I know statistics is different from simple fractions, but the arithmetic mean is close enough to nitpick the phrasing like that.
But the consequence is the same: it’s nonsensical. N=1 means: “B*tch, I am the mean, the median, ALL the percentiles and the outlier!”
Somebody should put this in a rap track.
Look, I didn’t want to shove that all into clarifying square brackets within a quote, OK?
It’s frustrating. It’s 2026 and we’re still pointlessly gendering things. And I don’t mean this is a “omg you assumed my gender” way. I mean that organization’s that should know better go the extra mile to apply strict genders to things and processes. If this email is about workplace harassment or something like that, it would be easier to just not gender people.
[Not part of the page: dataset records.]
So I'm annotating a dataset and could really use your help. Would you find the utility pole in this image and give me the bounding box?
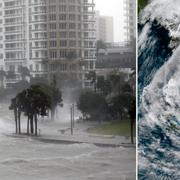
[72,104,75,128]
[70,106,73,135]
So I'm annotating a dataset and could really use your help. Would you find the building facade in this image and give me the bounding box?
[124,0,136,42]
[1,0,96,87]
[96,11,114,43]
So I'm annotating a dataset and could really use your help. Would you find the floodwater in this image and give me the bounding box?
[0,105,136,180]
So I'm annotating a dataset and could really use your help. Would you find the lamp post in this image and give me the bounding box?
[70,104,74,135]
We can’t tell if it’s pointlessly gendered unless wet know what the questions are about. Seems likely to be a study of some kind, and knowing how men perceive other men, for example, might be valuable data.
The email sounds like a college student participating in a sociology study for class and asking the professor for clarification. This is exactly the kind of thing that I’d expect to ask about gender along with a bunch of other personal information. The goal being to see if any patterns in the responses.
Sociology in general does have the problem that categories are important and helpful to spotting patterns, but people are very difficult to categorize. People just don’t fit cleanly into categories
Well, sometimes gender fucks with the data because we live in a society and all that. Gotta at least try to compensate for likely sources of error
But they’re very correct that so many things aren’t needed. I mean, gender on a driver license? Really?
I agree, seems more like an insightful reminder about inclusivity, product design, and data analysis; and a window into someone who’s probably incredibly frustrated trying to be positive.